Les syndicats et l’emploi
par
Publication : avril 1985
Mise en ligne : 6 mars 2009
L’ EMPLOI repose sur les débouchés,
sur leur extension. Il faut vendre avec profit et toujours davantage.
Mais comment atteindre une clientèle pareillement sollicitée
sur un marché saturé que se disputent, à couteaux
tirés, des douzaines de fournisseurs ? Contre une concurrence
étrangère à bas salaires, les efforts de productivité
sont dérisoirement inefficaces et de même que les fusions,
ils créent des coupes sombres parmi les personnels astreints
à d’angoissantes migrations. En laminant les débouchés,
les hausses de prix imputables aux circuits de la distribution ont sur
l’emploi le même effet. Il n’est plus possible de multiplier les
débouchés au rythme de ce qui sort des ateliers robotisés,
sauf à recourir aux gaspillages, aux armements et aux guerres.
Autre solution pour occuper les chômeurs : un retour à
l’artisanat, à l’ère de la brouette, ou encore les travaux
d’utilité collective mais dont le financement pose problème.

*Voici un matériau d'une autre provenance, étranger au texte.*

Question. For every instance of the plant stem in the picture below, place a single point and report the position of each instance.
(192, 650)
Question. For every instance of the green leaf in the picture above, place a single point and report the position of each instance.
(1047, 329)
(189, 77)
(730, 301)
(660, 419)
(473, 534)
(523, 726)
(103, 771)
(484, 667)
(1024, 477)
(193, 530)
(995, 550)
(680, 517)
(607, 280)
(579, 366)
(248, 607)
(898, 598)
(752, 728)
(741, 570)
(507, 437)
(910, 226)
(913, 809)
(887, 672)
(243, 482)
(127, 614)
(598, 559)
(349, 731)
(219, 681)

Telles sont les données incontournables auxquelles se heurtent
les Syndicats pris à leur propre piège, enferrés
dans une impasse, refusant tout dialogue avec les « utopistes
». Les soupes populaires ? Une réponse au chômage,
un pis-aller que chacun s’accorde à trouver préférable
à une révolution économique, pourtant inéluctable,
mais constamment différée à seule fin de préserver
les menus et précaires privilèges d’une minorité
vivant du profit et des manipulations monétaires, du commerce
du crédit, de l’exploitation du travail et du besoin.
Cette crise de débouchés qui rejaillit au niveau de l’emploi
est née de l’inadéquation de l’outil monétaire
aux situations de pléthore devenues permanentes. Dissociant les
revenus du niveau des prix et de la durée de l’emploi, un système
à monnaie de consommation élargit la consommation aux
limites de la production tout en allégeant le travail de chacun
sans perte de revenus. Il est grand temps pour les centres de réflexion,
conseillers des gouvernements, de prendre en considération ces
vues dont le caractère « utopique » tient seulement
à l’obstruction orchestrée par les camarillas conservatrices
à l’égard des idées non conformistes, non cataloguées.
En exergue, ces extraits d’une anthologie tirée des ouvrages
de J. Duboin :
« Quand il n’est plus nécessaire de payer un travailleur
pour qu’il produise, l’Etat doit le payer pour qu’il consomme. »
« Il serait plus facile de faire consommer le surplus de la production
par les chômeurs que de faire absorber les chômeurs par
une production qui n’a plus besoin d’eux. »
« Curieuse monnaie que celle qui empêche à la fois
de consommer et de produire ! » De l’hébreu pour tous ceux-là
qui persistent à marcher sur la tête.